Ahora bien, haciendo un juego entre texto y contexto, podemos afirmar que Los veraneos.. de Elvira resultan ser una fuente que permite interrogar la problemática de la sociabilidad desde, por lo menos, dos aristas. Por un lado, el contenido del texto es una descripción y, a la vez, una crítica, en perspectiva histórica, de los espacios y de las prácticas de sociabilidad durante los veraneos marplatenses de la élite nacional. El carácter crítico y de revisión histórica que denota el ensayo habilita el juego comparativo entre el pasado y el presente de la sociabilidad estival. De este modo, podemos historiar los sentidos asignados a las prácticas de sociabilidad por los propios protagonistas y los cambios que imprimió en ellas el paso del tiempo. Pero, por otro lado, el hecho de hallar a una mujer escribiendo un libro, que a su vez hace intertexto con otros, invita a pensar también en la escritura de las prácticas de sociabilidad y en el rol que las mujeres ocuparon en tal actividad. Elvira escribió la sociabilidad de su época y, en la tarea, lamentó las pérdidas, cuestionó lo nuevo y propuso revisar reglas y costumbres del pasado. Escribir Mar del Plata tuvo sus costos para la dama santafesina. Justamente, publicó su libro bajo un pseudónimo que, por circunstancias editoriales, se vio obligada a develar. Saberse involucrada con la publicación de otro libro que repudiaba a los veraneos en el mar en defensa de los propios en las ciudades del litoral o en las sierras cordobesas, fue un episodio que la autora no toleró. Entonces vuelve a publicar su texto pero, esta vez, con nombre propio. El gesto que solucionó la citada confusión abrió otra. Ella, pese a ser santafesina, prefirió identificarse con una obra que a todas luces la revelaba como autora porteña.
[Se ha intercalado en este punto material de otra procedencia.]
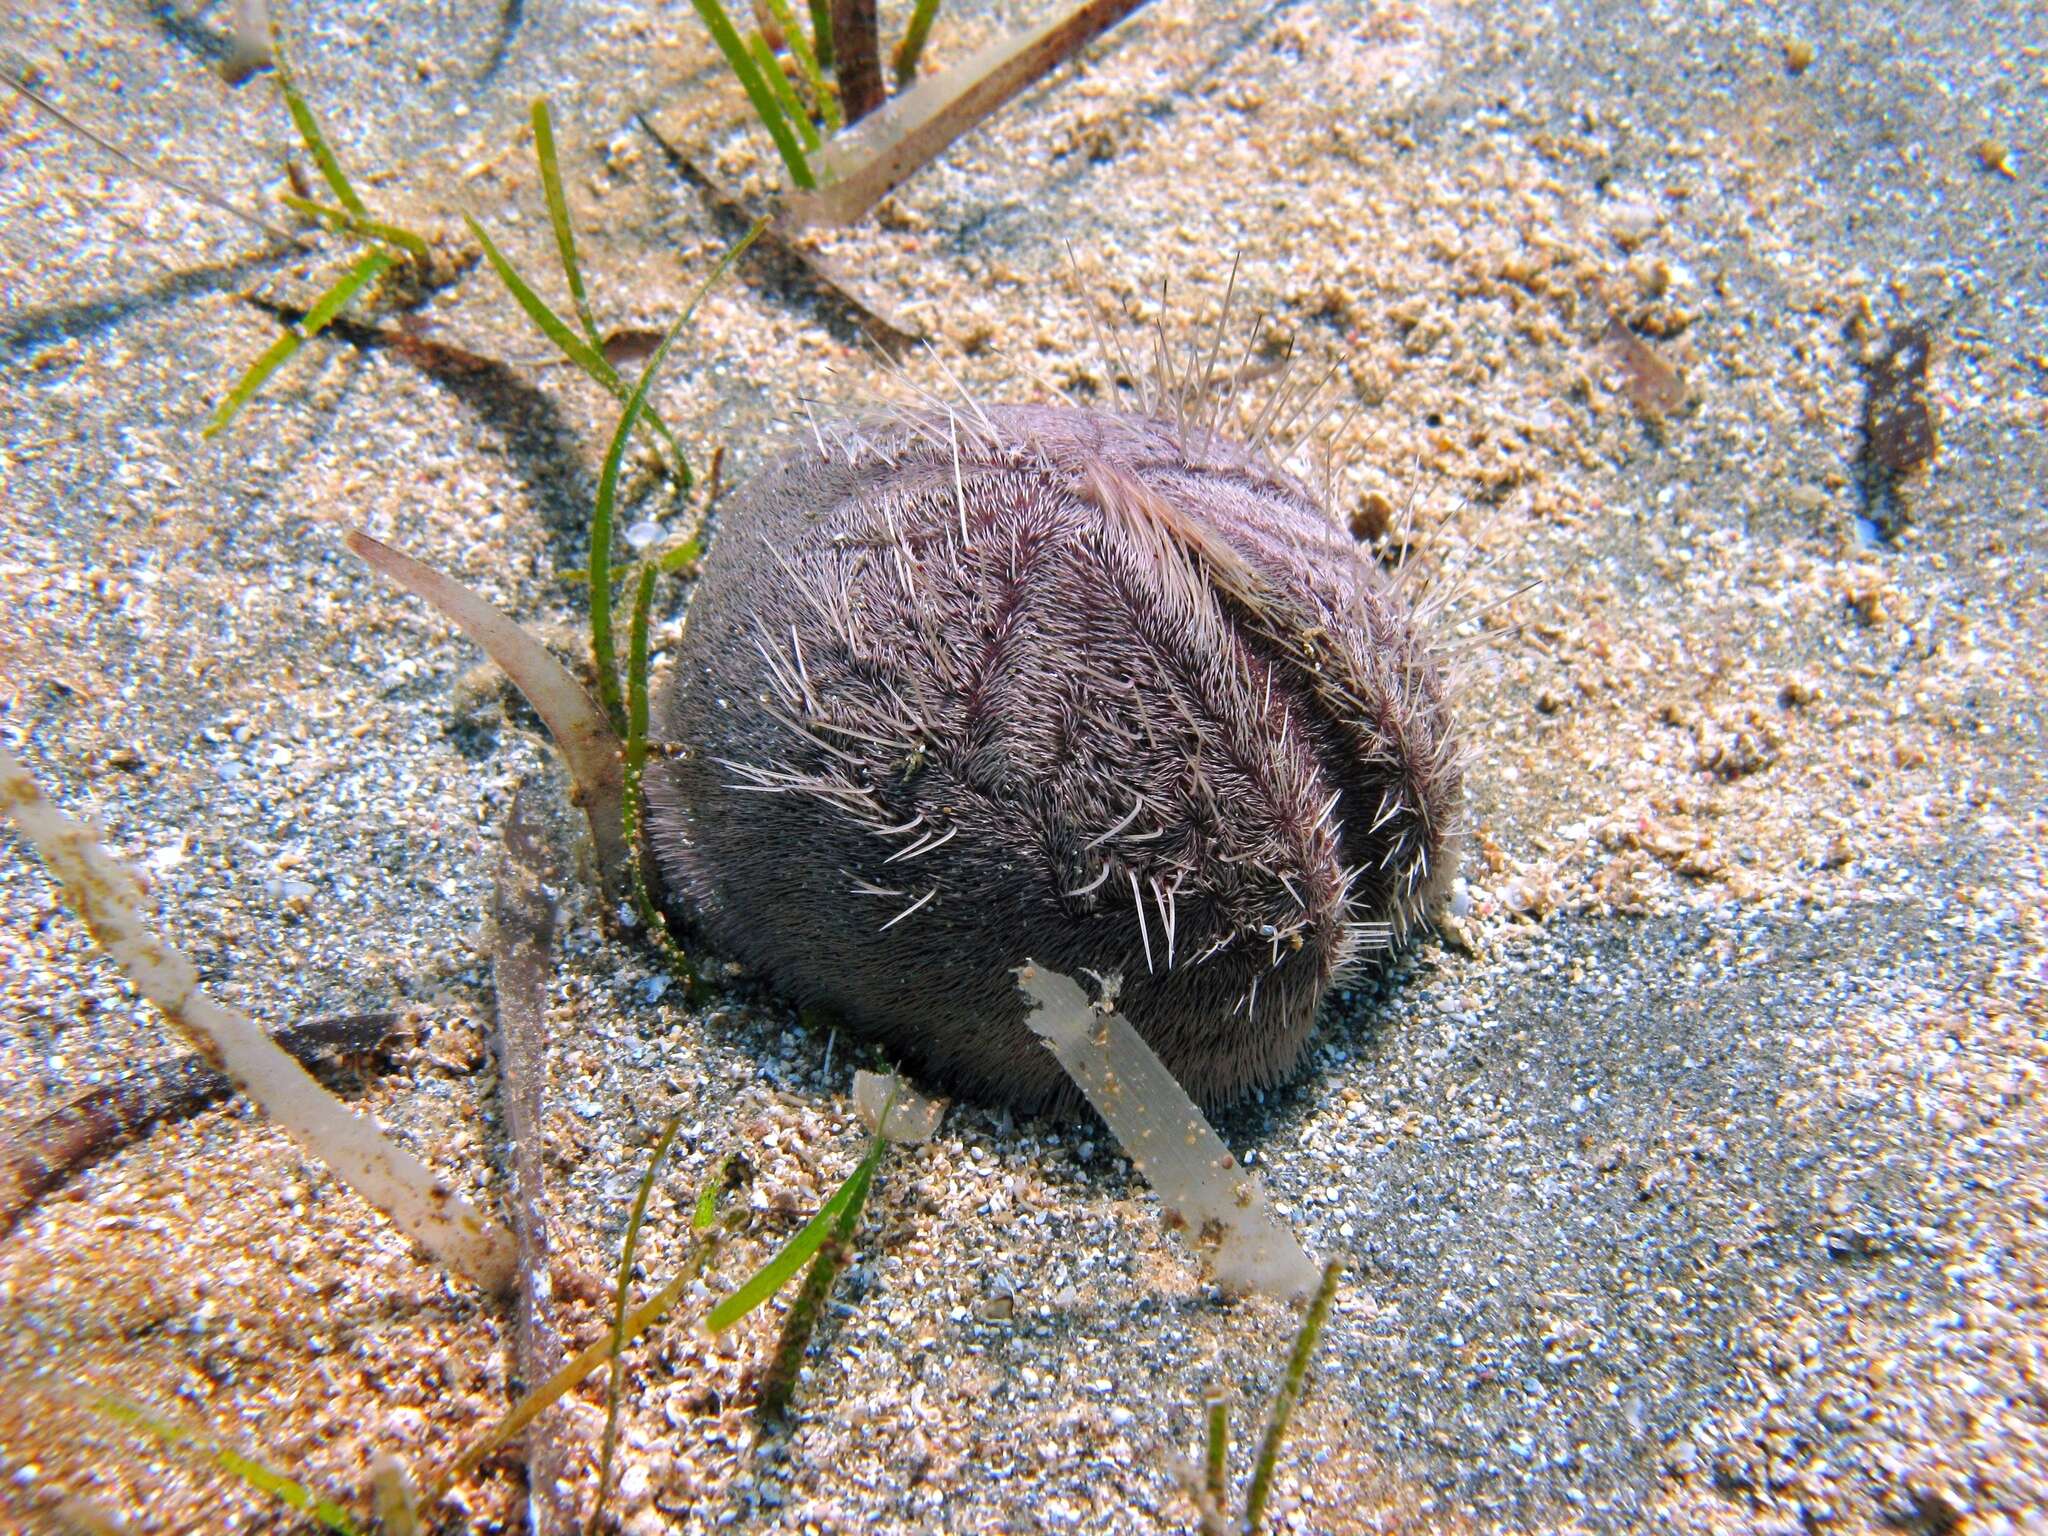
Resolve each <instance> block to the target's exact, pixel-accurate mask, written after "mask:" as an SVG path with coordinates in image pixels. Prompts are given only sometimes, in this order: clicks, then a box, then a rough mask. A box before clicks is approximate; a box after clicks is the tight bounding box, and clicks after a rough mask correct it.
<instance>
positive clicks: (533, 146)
mask: <svg viewBox="0 0 2048 1536" xmlns="http://www.w3.org/2000/svg"><path fill="white" fill-rule="evenodd" d="M532 152H535V158H537V160H539V162H541V190H543V193H547V217H549V219H551V221H553V225H555V250H557V252H561V272H563V276H567V279H569V299H571V301H573V303H575V317H578V319H580V322H584V336H588V338H590V344H592V346H594V348H598V354H600V356H602V352H604V336H602V334H600V332H598V322H596V315H592V313H590V297H588V295H586V293H584V268H582V266H578V262H575V229H573V227H571V225H569V203H567V199H565V197H563V195H561V166H559V162H557V160H555V121H553V119H551V117H549V113H547V96H541V98H537V100H535V104H532Z"/></svg>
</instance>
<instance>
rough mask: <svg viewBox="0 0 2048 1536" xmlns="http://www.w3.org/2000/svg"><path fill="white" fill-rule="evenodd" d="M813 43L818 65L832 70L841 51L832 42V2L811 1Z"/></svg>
mask: <svg viewBox="0 0 2048 1536" xmlns="http://www.w3.org/2000/svg"><path fill="white" fill-rule="evenodd" d="M811 41H813V45H815V47H817V63H819V68H823V70H831V68H834V66H836V61H838V53H840V49H838V47H834V41H831V0H811Z"/></svg>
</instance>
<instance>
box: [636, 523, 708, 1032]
mask: <svg viewBox="0 0 2048 1536" xmlns="http://www.w3.org/2000/svg"><path fill="white" fill-rule="evenodd" d="M690 543H696V541H694V539H692V541H690ZM659 571H662V567H659V563H657V561H643V563H641V567H639V582H637V584H635V592H633V625H631V629H629V631H627V633H629V637H631V639H629V641H627V741H625V774H623V780H625V795H623V797H621V813H623V817H625V825H623V827H621V829H623V834H625V840H627V848H631V850H633V854H635V858H633V909H635V911H637V913H639V920H641V924H643V926H645V930H647V938H649V942H651V944H653V946H655V948H657V950H659V952H662V958H664V961H666V963H668V969H670V971H674V973H676V975H680V977H682V981H684V991H686V995H688V997H690V999H694V997H696V985H698V983H696V967H694V965H692V963H690V956H688V954H686V952H684V948H682V944H678V942H676V936H674V934H672V932H670V928H668V918H666V915H664V913H662V901H659V899H657V897H655V879H657V877H655V874H651V868H653V864H651V858H649V856H647V848H645V844H643V840H641V815H643V807H645V803H647V801H645V793H643V784H645V780H647V627H649V625H647V621H649V612H651V608H653V584H655V578H657V575H659Z"/></svg>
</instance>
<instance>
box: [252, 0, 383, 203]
mask: <svg viewBox="0 0 2048 1536" xmlns="http://www.w3.org/2000/svg"><path fill="white" fill-rule="evenodd" d="M270 63H272V68H274V70H276V88H279V92H281V94H283V96H285V111H287V113H291V121H293V125H295V127H297V129H299V139H301V141H303V143H305V152H307V154H309V156H313V164H315V166H319V178H322V180H324V182H328V186H330V188H334V197H336V201H340V205H342V207H344V209H348V211H350V213H354V215H356V217H358V219H367V217H369V215H371V211H369V209H367V207H362V199H360V197H356V188H354V186H350V184H348V172H344V170H342V162H340V160H338V158H336V156H334V150H332V147H330V145H328V135H326V133H322V131H319V121H317V119H315V117H313V109H311V106H307V104H305V96H303V94H299V82H297V80H293V76H291V68H289V66H287V63H285V39H283V37H281V35H279V31H276V29H274V27H272V29H270Z"/></svg>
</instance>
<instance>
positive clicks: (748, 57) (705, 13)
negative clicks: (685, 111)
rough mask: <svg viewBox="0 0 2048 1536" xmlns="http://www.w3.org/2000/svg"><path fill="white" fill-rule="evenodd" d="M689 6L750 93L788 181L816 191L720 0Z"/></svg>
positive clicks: (784, 126)
mask: <svg viewBox="0 0 2048 1536" xmlns="http://www.w3.org/2000/svg"><path fill="white" fill-rule="evenodd" d="M690 4H694V6H696V14H698V16H702V20H705V27H707V29H709V31H711V41H713V43H717V45H719V53H723V55H725V63H727V66H729V68H731V72H733V74H735V76H739V88H741V90H745V92H748V100H750V102H754V115H756V117H758V119H760V121H762V127H764V129H768V137H770V139H774V147H776V154H778V156H782V164H784V166H786V168H788V178H791V180H793V182H795V184H797V186H801V188H805V190H811V188H815V186H817V176H813V174H811V162H809V160H805V154H803V145H801V143H799V141H797V133H795V131H793V129H791V125H788V119H784V117H782V106H780V104H778V102H776V96H774V90H770V86H768V82H766V80H762V72H760V68H758V66H756V63H754V55H752V53H748V45H745V43H741V41H739V33H737V31H735V29H733V23H731V18H729V16H727V14H725V6H721V4H719V0H690Z"/></svg>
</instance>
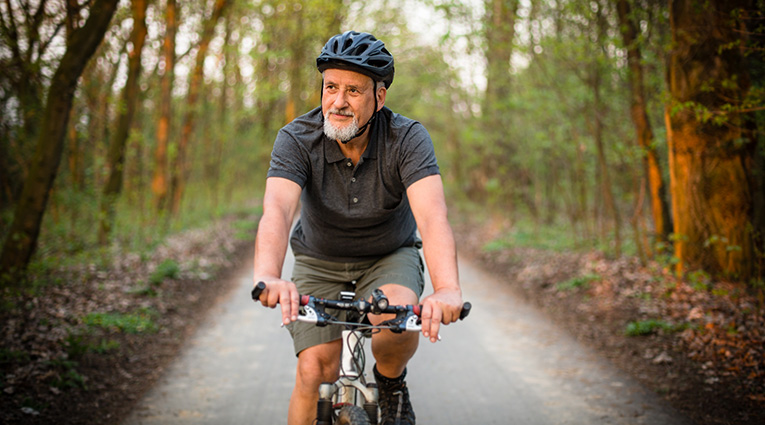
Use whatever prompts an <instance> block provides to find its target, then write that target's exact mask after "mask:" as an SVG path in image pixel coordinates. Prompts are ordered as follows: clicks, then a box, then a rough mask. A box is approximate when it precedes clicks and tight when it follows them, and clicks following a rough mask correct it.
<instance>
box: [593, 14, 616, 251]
mask: <svg viewBox="0 0 765 425" xmlns="http://www.w3.org/2000/svg"><path fill="white" fill-rule="evenodd" d="M595 25H596V26H597V34H598V40H599V41H600V42H601V43H605V42H606V37H607V34H606V32H607V28H606V21H605V15H604V10H603V5H602V4H601V3H599V2H598V3H597V10H596V11H595ZM590 66H591V70H590V76H589V81H588V83H589V85H590V89H591V90H592V94H593V105H592V112H593V120H592V136H593V139H594V141H595V149H596V152H597V160H598V194H599V195H600V196H601V197H602V198H601V199H602V201H603V207H604V209H605V211H606V214H607V215H608V216H609V217H610V218H611V220H612V224H613V226H614V253H615V254H616V255H617V256H619V255H621V242H622V241H621V226H622V220H621V214H620V213H619V209H618V207H617V205H616V200H615V199H614V189H613V187H612V182H611V172H610V170H609V168H608V162H607V160H606V152H605V146H604V143H603V137H604V134H603V132H604V124H603V118H604V116H605V111H604V102H603V99H602V98H601V97H602V95H601V89H602V87H601V85H602V84H603V83H602V80H603V69H602V68H601V64H600V61H598V60H593V61H592V63H591V64H590ZM600 225H601V229H600V230H601V234H602V235H603V236H602V238H603V239H604V240H605V239H607V237H608V236H607V235H606V233H607V231H606V230H607V227H608V224H607V223H606V222H605V221H602V222H601V224H600Z"/></svg>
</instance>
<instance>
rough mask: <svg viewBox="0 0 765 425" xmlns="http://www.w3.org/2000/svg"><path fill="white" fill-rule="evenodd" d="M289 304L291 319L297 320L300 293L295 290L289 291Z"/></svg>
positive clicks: (293, 320)
mask: <svg viewBox="0 0 765 425" xmlns="http://www.w3.org/2000/svg"><path fill="white" fill-rule="evenodd" d="M290 306H291V308H292V311H291V317H290V320H291V321H293V322H294V321H297V315H298V311H299V310H300V294H298V292H297V290H295V291H290Z"/></svg>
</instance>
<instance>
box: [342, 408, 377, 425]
mask: <svg viewBox="0 0 765 425" xmlns="http://www.w3.org/2000/svg"><path fill="white" fill-rule="evenodd" d="M335 425H370V423H369V416H367V412H366V411H364V409H362V408H361V407H359V406H355V405H349V406H343V407H342V408H341V409H340V412H339V413H338V414H337V420H336V421H335Z"/></svg>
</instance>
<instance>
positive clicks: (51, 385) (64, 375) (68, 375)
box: [48, 359, 88, 390]
mask: <svg viewBox="0 0 765 425" xmlns="http://www.w3.org/2000/svg"><path fill="white" fill-rule="evenodd" d="M77 364H78V363H77V362H75V361H71V360H66V359H55V360H51V361H49V362H48V365H50V366H51V367H53V368H54V369H55V370H57V371H58V373H56V374H55V375H54V376H53V377H52V378H51V381H50V385H51V386H53V387H55V388H58V389H68V388H80V389H83V390H87V389H88V387H87V385H86V384H85V377H84V376H82V375H81V374H80V373H79V372H78V371H77Z"/></svg>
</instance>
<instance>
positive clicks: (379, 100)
mask: <svg viewBox="0 0 765 425" xmlns="http://www.w3.org/2000/svg"><path fill="white" fill-rule="evenodd" d="M376 94H377V110H378V111H379V110H380V109H382V107H383V106H385V96H386V95H387V94H388V89H386V88H385V86H383V87H380V88H379V89H377V93H376Z"/></svg>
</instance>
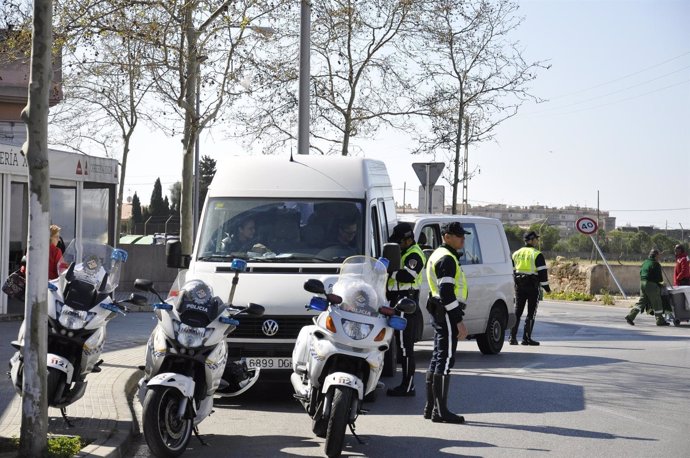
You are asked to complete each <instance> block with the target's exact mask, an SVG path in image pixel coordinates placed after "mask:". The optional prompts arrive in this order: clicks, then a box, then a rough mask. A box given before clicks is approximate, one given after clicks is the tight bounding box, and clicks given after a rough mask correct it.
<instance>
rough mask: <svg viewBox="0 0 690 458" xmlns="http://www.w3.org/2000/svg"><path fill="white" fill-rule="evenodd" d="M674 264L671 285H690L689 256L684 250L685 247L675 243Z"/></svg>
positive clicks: (684, 250)
mask: <svg viewBox="0 0 690 458" xmlns="http://www.w3.org/2000/svg"><path fill="white" fill-rule="evenodd" d="M675 252H676V265H675V267H674V268H673V286H688V285H690V257H688V253H686V252H685V247H684V246H683V245H681V244H678V245H676V248H675Z"/></svg>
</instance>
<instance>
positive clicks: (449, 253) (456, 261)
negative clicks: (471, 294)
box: [426, 246, 467, 302]
mask: <svg viewBox="0 0 690 458" xmlns="http://www.w3.org/2000/svg"><path fill="white" fill-rule="evenodd" d="M444 256H452V257H453V259H455V260H456V262H457V259H458V258H457V256H456V255H454V254H453V253H452V252H451V251H450V250H449V249H448V248H446V247H444V246H440V247H438V248H436V250H434V252H433V253H432V254H431V256H430V257H429V261H428V262H427V264H426V278H427V280H428V282H429V290H430V291H431V294H432V295H434V296H436V297H438V296H439V290H440V287H439V286H440V285H439V279H438V278H436V270H435V269H434V266H435V265H436V263H437V262H438V261H439V260H440V259H441V258H442V257H444ZM445 281H447V280H444V282H445ZM453 282H454V283H455V284H454V289H453V292H454V293H455V297H456V298H457V299H458V300H459V301H462V302H465V301H467V278H466V277H465V272H463V271H462V267H461V266H460V263H457V269H455V278H454V279H453Z"/></svg>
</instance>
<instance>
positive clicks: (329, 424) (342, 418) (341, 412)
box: [326, 386, 353, 458]
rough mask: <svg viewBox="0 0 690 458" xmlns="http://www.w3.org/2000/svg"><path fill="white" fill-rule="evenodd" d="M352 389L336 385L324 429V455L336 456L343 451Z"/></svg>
mask: <svg viewBox="0 0 690 458" xmlns="http://www.w3.org/2000/svg"><path fill="white" fill-rule="evenodd" d="M352 395H353V390H352V389H350V388H345V387H342V386H336V387H335V388H334V392H333V403H332V404H331V416H330V418H329V419H328V430H327V431H326V456H328V458H337V457H339V456H340V454H341V453H342V452H343V444H344V442H345V427H346V426H347V423H348V420H349V419H350V408H351V407H352Z"/></svg>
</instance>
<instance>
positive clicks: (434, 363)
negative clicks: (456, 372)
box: [429, 313, 458, 375]
mask: <svg viewBox="0 0 690 458" xmlns="http://www.w3.org/2000/svg"><path fill="white" fill-rule="evenodd" d="M431 325H432V326H433V328H434V351H433V352H432V354H431V361H430V362H429V372H431V373H433V374H439V375H448V374H450V369H451V368H452V367H453V365H454V364H455V350H456V349H457V347H458V323H457V322H456V321H455V320H451V318H450V316H449V315H448V313H444V314H443V320H437V319H436V318H434V317H433V316H432V317H431Z"/></svg>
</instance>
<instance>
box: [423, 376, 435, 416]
mask: <svg viewBox="0 0 690 458" xmlns="http://www.w3.org/2000/svg"><path fill="white" fill-rule="evenodd" d="M424 385H426V404H425V405H424V418H426V419H427V420H431V412H433V410H434V373H433V372H427V373H426V379H425V383H424Z"/></svg>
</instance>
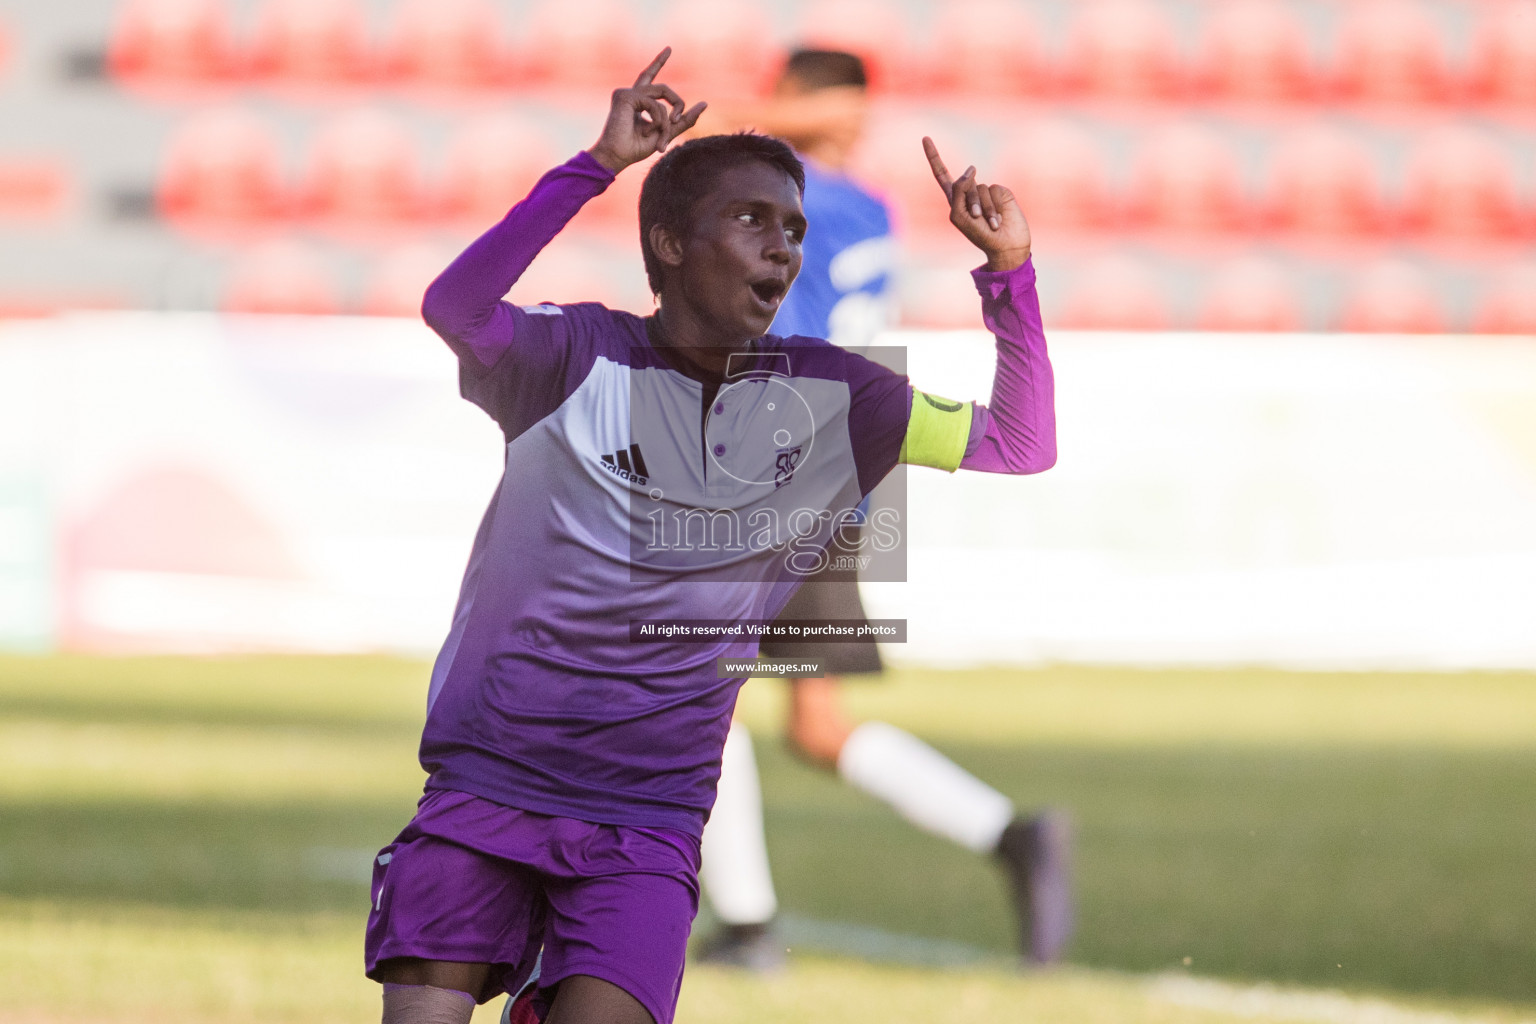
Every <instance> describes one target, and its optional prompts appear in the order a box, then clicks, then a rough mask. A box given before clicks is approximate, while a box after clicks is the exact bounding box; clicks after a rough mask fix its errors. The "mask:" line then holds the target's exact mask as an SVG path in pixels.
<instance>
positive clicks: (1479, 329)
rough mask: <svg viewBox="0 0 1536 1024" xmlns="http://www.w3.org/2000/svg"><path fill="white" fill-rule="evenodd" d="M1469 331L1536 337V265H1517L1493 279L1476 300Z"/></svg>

Elvira fue la dama de la élite que, ya madura, se convirtió en juez y parte de las prácticas de sociabilidad. Su rol de jueza se fundó en su edad y en su experiencia y, como tal, condenó la moral y el proceder de las mujeres de los años veinte. Pero, como parte, se ofuscó con aquellos que desdeñaron las prácticas de sociabilidad de la élite en general -como lo refleja su querella con Guzmán y Clarafuente. Ella quiso dejar constancia de su doble postura y, por ello, no dudó en pasar de la autoría escondida a la exhibida en la portada de su texto. Una exhibición que, al tiempo que la mostraba como mujer escritora, ocultaba su origen santafesino.

La autora fallece en la ciudad balnearia el 14 de mayo de 1950. Completan su obra literaria los siguientes títulos: Mientras ruge el huracán; Horas de guerra y paz; Reminiscencias sobre Aristóbulo de Valle; Recuerdos de Antaño y Recuerdos dispersos.